This would probably take a couple of hours to build all 20,000 profiles
or so in Pfam. To speed the database construction process up,
\mono{hmmbuild} supports MPI parallelization. Running MPI programs can
be a little arcane, so skip this bit if you're not in the mood.

As far as HMMER's concerned, all you have to do is add \mono{-{}-mpi}
to the command line for \mono{hmmbuild} to tell it to run in MPI
master/worker mode across many cores and/or machines, assuming you've
compiled support for MPI into it (see the installation instructions).
You'll also need to know how to invoke an MPI job in your particular
cluster environment, with your job scheduler and your MPI
distribution.\sidenote{I can't really help you with this. Different sites
have different cluster, scheduler, and MPI environments.
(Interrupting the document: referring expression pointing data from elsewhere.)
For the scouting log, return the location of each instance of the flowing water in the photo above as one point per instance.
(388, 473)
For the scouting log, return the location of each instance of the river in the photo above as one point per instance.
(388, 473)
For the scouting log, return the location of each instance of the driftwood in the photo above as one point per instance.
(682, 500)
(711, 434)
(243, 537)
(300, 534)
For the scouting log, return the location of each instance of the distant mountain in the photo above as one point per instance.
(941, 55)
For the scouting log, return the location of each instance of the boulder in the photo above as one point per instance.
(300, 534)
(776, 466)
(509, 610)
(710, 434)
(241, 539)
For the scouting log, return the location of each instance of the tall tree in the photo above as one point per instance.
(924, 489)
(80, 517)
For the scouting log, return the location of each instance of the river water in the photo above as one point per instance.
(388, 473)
Consult a
local guru, as they say.} In general, you will launch the parallel
\mono{hmmbuild} by using a command like \mono{mpirun} or \mono{srun}
that manages the MPI environment for a specified number of processes.
With the SGE (Sun Grid Engine) scheduler and Intel MPI, an example
incantation for building \mono{Pfam.hmm} from \mono{Pfam-A.seed} in
parallel across 128 processes:

   \vspace{1ex}
   \user{\% qsub -N hmmbuild -j y -o errors.out -b y -cwd -V -pe impi 128 \textbackslash}\\
   \user{   'mpirun -np 128 ./hmmbuild --mpi Pfam.hmm Pfam-A.seed > hmmbuild.out'}
   \vspace{1ex}

or, an example SLURM incantation (on the \mono{eddy} group partition
on our Harvard cluster):

   \vspace{1ex}
   \begin{fullwidth}
   \user{\indent \% sbatch -J hmmbuild -e hmmbuild.err -o hmmbuild.out -p eddy -n 128 -t 6-00:00 --mem-per-cpu=4000 \textbackslash}\\
   \user{\indent   --wrap="srun -n 128 --mpi=pmi2 ./hmmbuild --mpi Pfam-A.hmm Pfam-A.seed"}
   \end{fullwidth}
   \vspace{1em}

This reduces the time to build all of Pfam to about 40 seconds.
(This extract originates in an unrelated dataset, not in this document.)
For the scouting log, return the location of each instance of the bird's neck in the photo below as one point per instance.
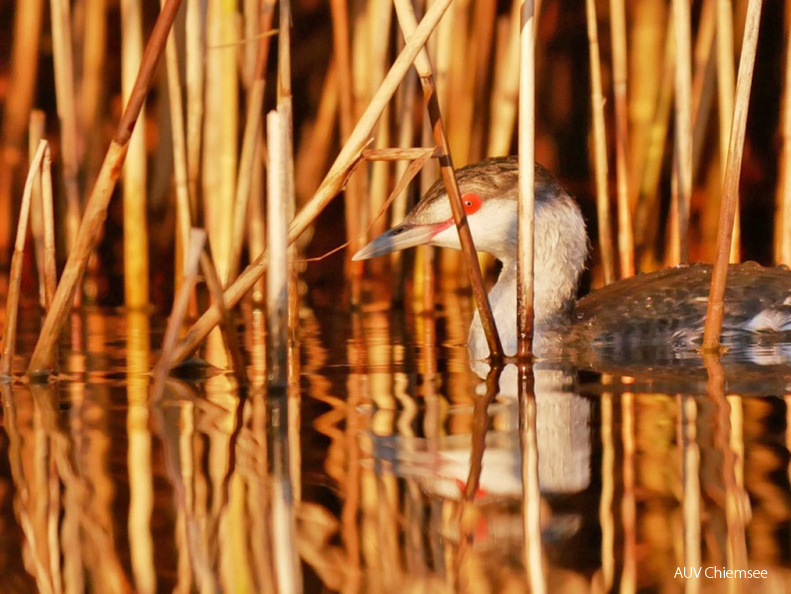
(550, 309)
\subsection{Step 2: compress and index the flatfile with hmmpress}

\mono{hmmscan} has to read a lot of profiles in a hurry, and
HMMER's text flatfiles are bulky. To accelerate this, \mono{hmmscan}
depends on binary compression and indexing of the flatfiles.  First
you compress and index your profile database with the \mono{hmmpress}
program:

   \vspace{1ex}
   \user{\% hmmpress minifam}
   \vspace{1ex}

This will produce:

   \xsreoutput{inclusions/hmmpress-minifam.out}

and you'll see these four new binary files in the directory.\sidenote{
Their format is ``proprietary'', an open source term of art that means
both ``I haven't found time to document them yet'' and ``I still might
decide to change them arbitrarily without telling you''.}

\subsection{Step 3: search the profile database with hmmscan}

Now we can analyze sequences using our profile database and
\mono{hmmscan}. 

For example, the receptor tyrosine kinase \mono{7LESS\_DROME} not only
has all those fibronectin type III domains on its extracellular side,
it's got a protein kinase domain on its intracellular side. Our
\mono{minifam} database has profiles of both \mono{fn3} and
\mono{Pkinase}, as well as the unrelated \mono{globins4} profile. So
what happens when we scan the \mono{7LESS\_DROME} sequence:

   \vspace{1ex}
   \user{\% hmmscan minifam 7LESS\_DROME} 
   \vspace{1ex}

The header and the first section of the output will look like:

   \xsreoutput{inclusions/hmmscan-minifam-sevenless.out}

The output fields are in the same order and have the same meaning as
in \mono{hmmsearch}'s output. 

The size of the search space for \mono{hmmscan} is the number of
profiles in the profile database (here, 3; for a Pfam search, on the order
of 20000). In \mono{hmmsearch}, the size of the search space is the
number of sequences in the sequence database. This means that E-values
may differ even for the same individual profile vs. sequence
comparison, depending on how you do the search.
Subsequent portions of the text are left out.